Providing authoritative, quality controlled and reliably and routinely available basic real-time meteorological data including observations of temperature, wind velocity, rainfall, radar and satellite imagery is a valuable service needed to underpin decision-making in energy sector. All decision-makers require good forecasts and climatological norms of these parameters where scientifically possible for informed decision-making.
The energy sector has some of the most advanced users of weather and climate information, given the considerable effects of day-to-day weather and longer-term climate variability on energy supply, demand, transport, distribution and markets. As the transition to renewable sources and sector-wide resilience become key priorities for the energy sector, information on climate variability and change are increasingly needed to ensure energy security and efficiency.
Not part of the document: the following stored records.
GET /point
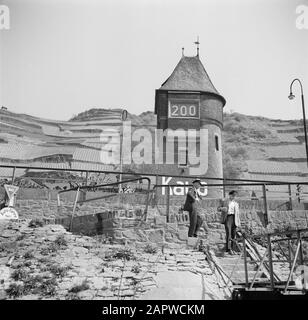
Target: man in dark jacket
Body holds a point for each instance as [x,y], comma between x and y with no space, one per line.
[192,205]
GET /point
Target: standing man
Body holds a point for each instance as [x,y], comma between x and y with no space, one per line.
[193,206]
[231,219]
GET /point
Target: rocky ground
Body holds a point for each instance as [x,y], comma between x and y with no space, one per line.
[40,261]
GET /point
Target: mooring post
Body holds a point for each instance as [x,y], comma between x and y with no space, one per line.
[301,254]
[290,197]
[13,175]
[245,262]
[168,202]
[270,260]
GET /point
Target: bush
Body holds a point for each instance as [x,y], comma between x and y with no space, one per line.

The energy sector’s requirement for meteorological services clearly needs to be addressed within the context of climate change. The aggregate sensitivity of demand for domestic electricity to the meteorological conditions is reflected by the use of the measure of degree days. It must also be noted that the energy industry must be scaled to accommodate the extremes, not just the annual mean values of heating and cooling degree days, now and in the future. Meteorological conditions also affect production where extreme events such as floods may cause widespread disruption.
For the producers of hydroelectricity, the occurrence, or lack of rainfall is a major determinant on their ability to generate electricity. For solar producers the key is sunshine hours, while for wind farms thevariable used to assess sites is the mean wind speed at the height of the hub of the wind-generating propeller.
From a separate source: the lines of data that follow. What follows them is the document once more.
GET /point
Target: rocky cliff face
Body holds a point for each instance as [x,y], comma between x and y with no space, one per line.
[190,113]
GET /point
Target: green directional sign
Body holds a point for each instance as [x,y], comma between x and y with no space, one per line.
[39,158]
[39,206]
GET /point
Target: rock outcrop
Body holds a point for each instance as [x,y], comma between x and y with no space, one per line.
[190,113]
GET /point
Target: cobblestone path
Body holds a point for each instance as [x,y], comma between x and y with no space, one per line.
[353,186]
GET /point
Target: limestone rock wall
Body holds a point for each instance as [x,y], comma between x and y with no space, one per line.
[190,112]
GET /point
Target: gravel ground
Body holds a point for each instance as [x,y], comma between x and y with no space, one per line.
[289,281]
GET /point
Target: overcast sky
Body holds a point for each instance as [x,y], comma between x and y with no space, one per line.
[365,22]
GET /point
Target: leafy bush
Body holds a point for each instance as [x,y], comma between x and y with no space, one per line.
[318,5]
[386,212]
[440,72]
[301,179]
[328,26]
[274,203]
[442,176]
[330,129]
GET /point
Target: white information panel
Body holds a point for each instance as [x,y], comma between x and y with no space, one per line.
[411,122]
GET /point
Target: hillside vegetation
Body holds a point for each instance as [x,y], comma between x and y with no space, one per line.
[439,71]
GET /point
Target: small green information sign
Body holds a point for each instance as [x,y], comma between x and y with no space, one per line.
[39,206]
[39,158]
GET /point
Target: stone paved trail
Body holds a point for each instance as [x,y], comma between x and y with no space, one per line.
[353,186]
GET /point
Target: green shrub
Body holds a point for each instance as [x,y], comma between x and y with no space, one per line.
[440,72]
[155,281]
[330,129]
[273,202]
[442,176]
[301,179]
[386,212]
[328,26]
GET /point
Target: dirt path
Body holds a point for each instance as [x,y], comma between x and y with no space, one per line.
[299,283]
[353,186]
Use of meteorological information by general public
The public generally expects their electricity supply to work effectively day-in, day-out. The times when meteorological factors work towards threatening supply will most likely be during severe weather events.
From hydroelectric power allocations to energy trading weather plays a pivotal role in the energy sector so to meet the high users demands of the energy generation, high-precision and accurate meteorology information is needed.
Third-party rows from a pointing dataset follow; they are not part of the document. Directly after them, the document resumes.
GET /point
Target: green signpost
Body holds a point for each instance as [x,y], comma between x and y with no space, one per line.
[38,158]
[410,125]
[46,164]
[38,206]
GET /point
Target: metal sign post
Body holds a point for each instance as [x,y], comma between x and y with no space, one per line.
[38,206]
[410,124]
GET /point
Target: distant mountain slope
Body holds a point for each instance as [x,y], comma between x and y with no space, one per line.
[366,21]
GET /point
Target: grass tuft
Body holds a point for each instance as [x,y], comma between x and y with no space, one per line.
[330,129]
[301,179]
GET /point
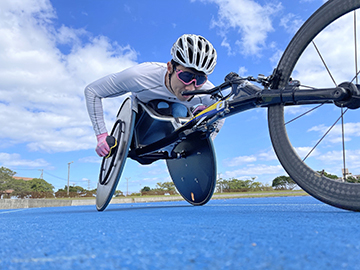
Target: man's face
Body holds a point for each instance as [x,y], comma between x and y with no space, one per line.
[178,86]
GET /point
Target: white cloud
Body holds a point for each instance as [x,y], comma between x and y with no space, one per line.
[250,19]
[253,171]
[237,161]
[291,23]
[41,88]
[15,160]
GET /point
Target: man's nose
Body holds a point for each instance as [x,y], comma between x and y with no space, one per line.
[190,87]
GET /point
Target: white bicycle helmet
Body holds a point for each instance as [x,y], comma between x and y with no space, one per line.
[193,51]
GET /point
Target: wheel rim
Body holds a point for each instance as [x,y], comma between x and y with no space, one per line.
[288,142]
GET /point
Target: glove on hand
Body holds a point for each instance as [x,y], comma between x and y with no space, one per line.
[102,148]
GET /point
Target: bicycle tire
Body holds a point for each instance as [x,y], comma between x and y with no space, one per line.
[194,175]
[339,194]
[112,167]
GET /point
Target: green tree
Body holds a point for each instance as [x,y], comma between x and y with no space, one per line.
[6,176]
[328,175]
[283,182]
[145,189]
[40,185]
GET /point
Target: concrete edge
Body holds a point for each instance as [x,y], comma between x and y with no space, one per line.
[38,203]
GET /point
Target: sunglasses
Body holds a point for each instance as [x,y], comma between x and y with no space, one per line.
[187,78]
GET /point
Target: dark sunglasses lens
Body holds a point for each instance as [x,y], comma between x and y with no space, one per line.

Use of meteorological information by grid manager
The electricity grid manager needs real-time temperature, wind and rainfall data as inputs to relatively sophisticated supply and demand models, the output from which is an input to decision-making. It is likely that the grid manager would have some interest in climatological information, but it is most likely that this would not be highly important for day-to-day operations.
Use of meteorological information by Policymakers
Policymakers are keenly interested in extreme weather events that impact negatively on supply of electricity. Policymakers will expect detailed warnings of the likelihood of such events along with frequent updates during the lifetimes of such events. They will also be critically interested in the timescales of the investments in energy industry. Policymakers would expect climatological scenarios to be integrated with sophisticated modelling of energy demand.
Use of meteorological information by investor
The investor will most probably require access to sophisticated modelling that would underpin decision-making if the scale of investment were to be significant. For example, at the level of state and national governments multidisciplinary analysis bringing together the known climatology of extremes; some assessment of their possible changes under climate change.
Use of meteorological information by energy traders
From the meteorological sector, energy traders require good forecasts of likely disruptions to supply along with forecasts of heating and cooling degree days, preferably ones that are not available to their fellow traders until they have made their trades. To obtain a market edge, high-volume traders would likely seek a tailored model that takes real-time meteorological inputs and provide traders with forecasts of likely demand that are uniquely available to them.
Weather and climate information play a major role in every phase of the renewable energy lifecycle, from site selection, to installation, optimising energy generation, managing supply and demand, routine maintenance and decommissioning sites.
Rwanda Meteorology Agency provides climate data, daily weather forecast , five days weather forecast, decadal weather forecast, monthly and seasonal weather forecast and is willing to provide specific weather and climate information required for the sustainable development and management of energy sector in Rwanda.